Charlize Theron is supporting Michelle Rodriguez's criticism of the Fast & Furious franchise. Late last month, Rodriguez threatened to leave the franchise if it didn't start placing equal importance on its female characters via a post on Instagram. Her co-star, Vin Diesel, has publicly stood by her - and she later clarified her comments weren't aimed at him - while Fate of the Furious director F. Gary Gray disagreed with her remarks, at least in regard to the one movie he helmed, saying he felt Theron had made "one of the best antagonists" in the entire series.
Rodriguez has had a strong presence in the action saga since the beginning, playing Letty Ortiz, the longtime love interest of Dom (Diesel). She's appeared in five of its eight films, including the original 2001 movie, The Fast and the Furious, and the most recent, the aforementioned Fate of the Furious.

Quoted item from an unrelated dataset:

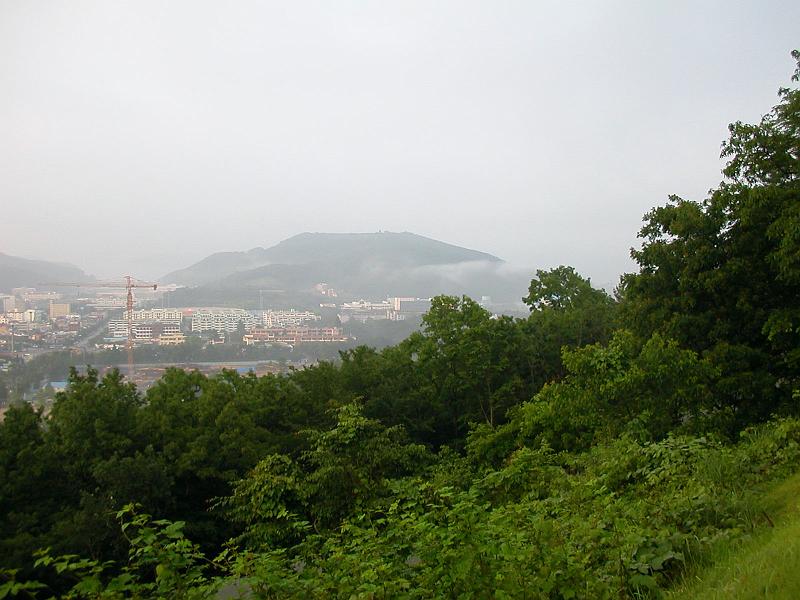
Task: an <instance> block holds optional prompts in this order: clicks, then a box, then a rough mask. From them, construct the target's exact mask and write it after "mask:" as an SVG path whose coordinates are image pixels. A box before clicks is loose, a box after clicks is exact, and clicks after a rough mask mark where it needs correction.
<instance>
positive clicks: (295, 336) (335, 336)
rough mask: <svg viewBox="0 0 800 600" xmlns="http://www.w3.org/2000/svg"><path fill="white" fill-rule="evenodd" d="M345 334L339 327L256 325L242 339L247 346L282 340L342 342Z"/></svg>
mask: <svg viewBox="0 0 800 600" xmlns="http://www.w3.org/2000/svg"><path fill="white" fill-rule="evenodd" d="M346 340H347V336H345V335H343V334H342V330H341V329H340V328H339V327H257V328H255V329H253V330H252V331H251V332H250V333H247V334H245V336H244V338H243V341H244V343H245V344H247V345H248V346H254V345H257V344H267V343H270V342H282V343H286V344H299V343H302V342H344V341H346Z"/></svg>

She's now the only original female character left in the franchise, though women including Jordana Brewster, Helen Mirren, Nathalie Emmanuel, Elsa Pataky and Nathalie Kelley have also been featured throughout its decade-plus run.
Charlize Theron, who played cyberterrorist villain Cypher in Fate of the Furious, has now joined Diesel in backing Rodriguez. During an interview on Watch What Happens Live, she said that Rodriguez's complaints were "super valid":
"This is somebody who has been with this franchise for a really long time. And I can personally say I am a fan of the franchise because of her. She's incredible. She's incredible. And she's the heart of that whole franchise."
Host Andy Cohen then suggested that "Vin Diesel can spare some of his cash," to which Charlize jokingly replied, "Vin, give her your money."
The conflict, of course, isn't directed at Diesel, but rather the series' tendency to give male leads meatier roles - something Rodriguez addressed at length during a May interview with Entertainment Weekly:
"I’ve been making movies with Jordana, who plays the sister of Dom Toretto, for 16 years and I can count on one hand how many lines I’ve had to her. I think that’s pathetic and it’s lack of creativity," she told the outlet, going on to push writers to do more than bring on "an amazing actress to play the bad guy" and call for having "women do things independently outside of what the boys are doing."
While it's true the series has included a number of compelling female characters - most notably with the addition of Theron - they're often pushed aside for male-dominated storylines. Rodriguez's character has been a staple in the series, but she's more of an advocate for Dom than anything else, and it sounds like Rodriguez is pushing for more independent narratives.
And the problem isn't unique to Fast: According to The Wrap, the next 149 movies by major studios over the next three years includes just 12 female directors, a mere 1 percent improvement over 2016's figures. Against that backdrop, it's clear Fast is just one of many projects with room to deepen its inclusivity, and it's no wonder Theron is standing behind Rodriguez.